RCP is the brainchild of Rakuten Mobile CTO Tareq Amin, who wants to take the technology elements and network architecture models used in the Japanese operator’s Open RAN-based 5G network and make them available to others interested in building multivendor, disaggregated radio access networks via an online marketplace. Amin is keen to see Open RAN adopted globally to create a bigger and broader ecosystem of developers and develop greater economies of scale, as well as drive additional revenues for Rakuten Mobile and its RCP partners such as Altiostar, NEC and Airspan.
Amin said recently that more than 15 companies have shown an interest in working with the RCP team to develop blueprints for Open RAN deployments, but most are keeping a low profile: Etisalat becomes the second company to make a public announcement about its RCP engagement, following US operator Ligado Networks. (See Ligado Networks likes Rakuten Mobile’s Open RAN playbook.)
For Etisalat, the move represents the latest step in its Open RAN journey: It announced in early January last year it was in the early stages of an Open RAN deployment in the UAE, working with companies such as Altiostar, Cisco and NEC. (See O-RAN makes MENA debut courtesy of Etisalat.)
Then weeks later it announced an Open RAN trial with Parallel Wireless.
And Etisalat has a broad range of markets in which it can test and trial the potential of Open RAN before deciding how best to adopt the approach (if at all) in its production networks. The Abu Dhabi-based operator has more than 135 million mobile customers across the Middle East, Africa and Asia, including 10.4 million in the United Arab Emirates (UAE), 72.9 million customers across the Maroc Telecom group (11 markets in Africa), 26.4 million in Egypt, and 25.5 million in Pakistan.
In 2020 it generated group revenues of 51.7 billion Emirati Dirham (US$14.1 billion) and a net profit of AED9 billion ($2.45 billion). It is expecting overall revenues to remain stable this year and assign 16-18% of revenues to its capex budget.

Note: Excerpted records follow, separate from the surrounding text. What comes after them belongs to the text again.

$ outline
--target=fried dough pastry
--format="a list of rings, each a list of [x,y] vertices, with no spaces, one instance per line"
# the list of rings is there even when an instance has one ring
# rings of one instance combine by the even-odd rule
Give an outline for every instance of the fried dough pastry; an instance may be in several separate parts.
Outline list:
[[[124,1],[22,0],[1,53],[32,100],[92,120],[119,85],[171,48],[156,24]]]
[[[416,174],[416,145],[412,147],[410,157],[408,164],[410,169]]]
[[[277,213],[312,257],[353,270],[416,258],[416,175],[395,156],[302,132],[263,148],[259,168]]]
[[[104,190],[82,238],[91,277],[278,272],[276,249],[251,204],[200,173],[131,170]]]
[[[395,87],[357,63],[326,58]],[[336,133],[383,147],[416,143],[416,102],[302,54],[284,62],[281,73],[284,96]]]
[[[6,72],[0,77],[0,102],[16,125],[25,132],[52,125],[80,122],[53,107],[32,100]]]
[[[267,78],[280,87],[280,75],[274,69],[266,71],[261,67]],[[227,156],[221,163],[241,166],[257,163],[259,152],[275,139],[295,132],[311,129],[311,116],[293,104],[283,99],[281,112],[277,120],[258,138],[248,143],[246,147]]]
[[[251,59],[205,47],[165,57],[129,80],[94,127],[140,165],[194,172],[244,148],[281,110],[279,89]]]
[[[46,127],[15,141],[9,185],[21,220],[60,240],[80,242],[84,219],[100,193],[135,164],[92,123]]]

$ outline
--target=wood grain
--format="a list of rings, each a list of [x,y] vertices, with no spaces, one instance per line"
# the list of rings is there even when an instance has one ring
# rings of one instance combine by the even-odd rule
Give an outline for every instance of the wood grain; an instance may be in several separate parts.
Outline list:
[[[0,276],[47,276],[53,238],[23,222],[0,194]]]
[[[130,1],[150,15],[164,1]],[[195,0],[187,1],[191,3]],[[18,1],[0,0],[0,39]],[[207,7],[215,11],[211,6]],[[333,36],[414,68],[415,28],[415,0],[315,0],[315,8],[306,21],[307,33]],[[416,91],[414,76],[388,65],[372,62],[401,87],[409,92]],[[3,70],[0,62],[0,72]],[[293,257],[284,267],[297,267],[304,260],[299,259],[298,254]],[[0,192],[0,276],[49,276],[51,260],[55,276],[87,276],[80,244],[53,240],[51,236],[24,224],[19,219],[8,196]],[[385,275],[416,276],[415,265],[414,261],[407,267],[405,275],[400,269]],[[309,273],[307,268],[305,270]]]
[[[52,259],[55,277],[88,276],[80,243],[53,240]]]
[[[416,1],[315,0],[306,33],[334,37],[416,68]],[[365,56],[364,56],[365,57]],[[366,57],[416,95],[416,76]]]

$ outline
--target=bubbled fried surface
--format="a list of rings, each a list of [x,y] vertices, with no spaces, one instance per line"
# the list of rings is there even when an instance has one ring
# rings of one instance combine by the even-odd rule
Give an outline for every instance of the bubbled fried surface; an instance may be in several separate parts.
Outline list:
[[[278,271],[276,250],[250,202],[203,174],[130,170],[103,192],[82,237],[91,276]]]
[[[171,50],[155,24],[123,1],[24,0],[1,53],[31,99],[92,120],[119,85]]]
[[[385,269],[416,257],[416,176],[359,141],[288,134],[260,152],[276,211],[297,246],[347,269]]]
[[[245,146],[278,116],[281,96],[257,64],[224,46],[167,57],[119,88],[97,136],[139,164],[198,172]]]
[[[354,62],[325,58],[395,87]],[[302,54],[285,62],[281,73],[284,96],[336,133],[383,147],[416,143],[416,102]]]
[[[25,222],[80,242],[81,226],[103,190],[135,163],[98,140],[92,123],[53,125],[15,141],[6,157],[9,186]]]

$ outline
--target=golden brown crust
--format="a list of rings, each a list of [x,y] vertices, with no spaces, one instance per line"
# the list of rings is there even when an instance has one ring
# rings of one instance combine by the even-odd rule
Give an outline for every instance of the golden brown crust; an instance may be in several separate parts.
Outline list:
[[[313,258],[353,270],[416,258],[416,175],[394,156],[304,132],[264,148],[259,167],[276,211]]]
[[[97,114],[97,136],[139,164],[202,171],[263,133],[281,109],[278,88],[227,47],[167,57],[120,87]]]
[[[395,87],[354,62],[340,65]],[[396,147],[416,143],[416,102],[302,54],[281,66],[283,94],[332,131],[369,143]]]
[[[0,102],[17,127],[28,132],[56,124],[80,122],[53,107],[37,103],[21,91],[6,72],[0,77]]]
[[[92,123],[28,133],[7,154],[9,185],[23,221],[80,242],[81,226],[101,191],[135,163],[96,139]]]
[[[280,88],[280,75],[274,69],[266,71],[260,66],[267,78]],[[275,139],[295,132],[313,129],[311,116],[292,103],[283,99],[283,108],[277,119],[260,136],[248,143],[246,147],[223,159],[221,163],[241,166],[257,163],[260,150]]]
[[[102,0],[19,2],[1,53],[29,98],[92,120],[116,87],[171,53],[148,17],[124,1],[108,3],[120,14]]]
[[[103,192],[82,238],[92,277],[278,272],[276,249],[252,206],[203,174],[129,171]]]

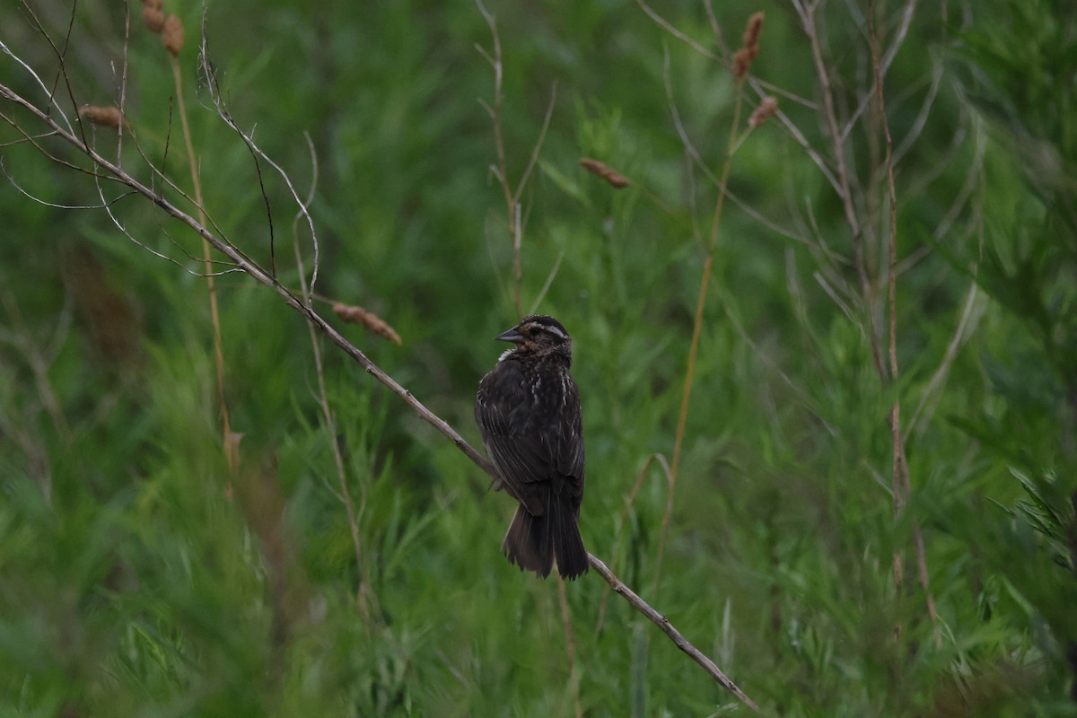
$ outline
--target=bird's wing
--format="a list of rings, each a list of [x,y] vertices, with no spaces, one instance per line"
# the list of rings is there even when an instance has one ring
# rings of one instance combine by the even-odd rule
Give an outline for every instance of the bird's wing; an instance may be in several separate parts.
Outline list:
[[[564,386],[570,393],[563,398],[558,391],[542,394],[555,406],[536,406],[523,382],[515,363],[499,366],[479,384],[475,421],[509,492],[530,513],[541,516],[545,507],[535,484],[548,485],[560,478],[570,484],[573,496],[583,495],[579,399],[570,381]]]

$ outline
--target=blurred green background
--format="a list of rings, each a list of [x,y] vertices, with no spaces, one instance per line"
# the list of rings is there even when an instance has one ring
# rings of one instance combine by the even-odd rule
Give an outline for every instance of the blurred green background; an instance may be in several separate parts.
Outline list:
[[[627,1],[487,6],[514,187],[555,98],[520,195],[520,294],[575,340],[585,543],[767,715],[1077,715],[1077,14],[1064,0],[872,9],[897,197],[899,374],[883,381],[870,337],[889,363],[890,203],[869,8],[813,15],[865,296],[802,9],[715,4],[655,3],[668,28]],[[53,87],[47,31],[73,116],[118,103],[124,10],[9,2],[0,41]],[[207,209],[298,291],[296,206],[262,161],[270,243],[251,153],[198,71],[204,9],[164,10],[185,27]],[[672,460],[735,100],[741,133],[759,101],[716,58],[755,11],[752,75],[786,122],[731,159],[663,545],[668,485],[648,460]],[[123,164],[157,187],[163,169],[190,210],[177,87],[140,12]],[[376,312],[403,343],[336,323],[478,446],[476,383],[517,319],[479,8],[238,0],[208,3],[205,27],[232,115],[300,196],[309,135],[316,291]],[[44,107],[8,55],[0,83]],[[101,209],[31,199],[101,203],[92,175],[17,141],[41,124],[0,111],[0,715],[749,715],[593,573],[564,587],[567,632],[557,582],[499,552],[512,502],[319,339],[327,431],[307,327],[240,273],[216,278],[242,435],[229,470],[197,237],[107,181],[141,245]],[[86,132],[116,157],[114,130]],[[613,189],[581,157],[633,184]],[[307,233],[299,247],[309,274]],[[896,517],[895,400],[912,484]]]

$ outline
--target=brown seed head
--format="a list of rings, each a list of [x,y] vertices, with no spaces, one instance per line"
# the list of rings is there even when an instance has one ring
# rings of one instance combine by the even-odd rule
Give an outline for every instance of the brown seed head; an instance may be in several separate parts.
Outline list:
[[[160,29],[165,27],[165,13],[160,12],[159,8],[145,5],[142,8],[142,22],[145,23],[150,32],[160,32]]]
[[[770,119],[771,115],[773,115],[777,111],[778,98],[770,96],[763,98],[763,102],[759,102],[759,107],[757,107],[755,112],[752,113],[752,116],[749,117],[747,126],[755,129],[763,123]]]
[[[183,20],[176,15],[169,15],[160,29],[160,41],[165,44],[165,50],[173,57],[178,57],[183,50]]]
[[[733,53],[733,76],[740,80],[747,74],[747,69],[752,65],[752,55],[747,47],[741,47]]]
[[[388,322],[374,312],[366,311],[362,307],[335,302],[333,305],[333,312],[342,321],[348,322],[349,324],[362,324],[374,334],[382,337],[383,339],[388,339],[394,344],[403,343],[401,341],[401,335],[396,334],[396,330],[389,326]]]
[[[120,108],[109,107],[98,107],[96,104],[84,104],[79,108],[79,116],[83,119],[88,119],[95,125],[100,125],[101,127],[113,127],[115,129],[120,128],[122,124],[127,127],[127,121],[120,113]]]
[[[623,189],[628,185],[632,184],[631,180],[618,172],[617,170],[606,166],[605,163],[600,163],[598,159],[591,159],[590,157],[584,157],[579,160],[579,166],[591,174],[597,174],[606,182],[610,186],[615,189]]]
[[[751,59],[755,59],[755,56],[759,54],[759,33],[763,32],[763,18],[764,13],[753,13],[752,17],[747,18],[747,26],[744,28],[744,47],[751,53]]]

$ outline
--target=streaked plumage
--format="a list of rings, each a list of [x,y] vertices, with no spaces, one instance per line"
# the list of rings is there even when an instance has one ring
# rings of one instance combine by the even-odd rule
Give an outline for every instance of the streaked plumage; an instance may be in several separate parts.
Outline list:
[[[564,578],[587,573],[579,536],[584,430],[569,372],[572,339],[553,316],[528,316],[496,337],[516,344],[479,382],[475,421],[482,444],[520,502],[502,551],[521,571]]]

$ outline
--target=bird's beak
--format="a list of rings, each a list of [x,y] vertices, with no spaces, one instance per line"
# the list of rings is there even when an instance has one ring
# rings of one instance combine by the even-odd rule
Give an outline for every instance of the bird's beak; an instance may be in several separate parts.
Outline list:
[[[502,332],[501,334],[495,336],[494,339],[496,339],[498,341],[512,341],[514,344],[519,343],[523,341],[523,335],[520,334],[517,329],[519,329],[519,327],[514,326],[507,332]]]

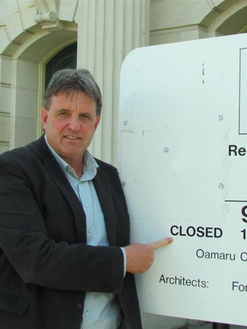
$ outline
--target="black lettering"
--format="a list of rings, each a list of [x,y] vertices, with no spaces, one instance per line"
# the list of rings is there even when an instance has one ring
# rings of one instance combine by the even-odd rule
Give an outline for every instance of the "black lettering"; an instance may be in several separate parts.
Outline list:
[[[190,233],[190,230],[192,231],[192,232]],[[187,227],[186,232],[187,232],[187,235],[188,235],[189,236],[194,236],[194,235],[196,233],[196,229],[193,226],[189,226],[188,227]]]
[[[173,228],[178,228],[178,227],[176,225],[173,225],[173,226],[171,226],[171,233],[173,235],[177,235],[178,234],[178,232],[177,232],[176,233],[174,233],[173,232]]]
[[[213,237],[213,227],[206,228],[206,234],[207,237]]]
[[[239,285],[238,284],[238,281],[233,281],[233,285],[232,286],[232,289],[233,290],[234,290],[235,288],[237,288],[239,286]]]
[[[204,256],[204,251],[202,249],[198,249],[196,251],[196,255],[199,258],[202,258]]]
[[[160,277],[160,279],[159,279],[159,283],[160,283],[160,281],[163,281],[164,283],[165,283],[165,278],[163,274],[161,274],[161,276]]]
[[[202,227],[201,226],[199,226],[197,227],[197,233],[196,234],[197,236],[202,237],[202,236],[204,236],[204,228]]]
[[[228,155],[231,156],[231,153],[234,152],[234,155],[237,155],[237,149],[238,147],[236,145],[230,145],[228,147]]]
[[[239,149],[239,154],[243,156],[245,155],[246,154],[246,150],[244,147],[240,147]]]

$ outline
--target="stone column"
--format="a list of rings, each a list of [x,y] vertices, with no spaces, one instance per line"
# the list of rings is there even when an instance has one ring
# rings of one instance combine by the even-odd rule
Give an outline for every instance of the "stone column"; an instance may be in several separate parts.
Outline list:
[[[77,66],[89,70],[103,93],[101,123],[93,155],[117,164],[121,65],[132,49],[147,46],[149,0],[79,0]]]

Etisalat isn’t the only operator in the Middle East working with Rakuten Mobile on Open RAN’s potential: Saudi national operator stc is also collaborating with the Japanese operator in a relationship that might involve the RCP at some point.
And Rakuten isn’t he only Japanese operator seeking to build new business opportunities through Open RAN tech and blueprints: NTT DOCOMO recently announced the formation of a 5G Open RAN Ecosystem that aspires to take best-of-breed multivendor solutions to the broader communications networking industry. (See NTT DOCOMO spearheads new 5G Open RAN Ecosystem.)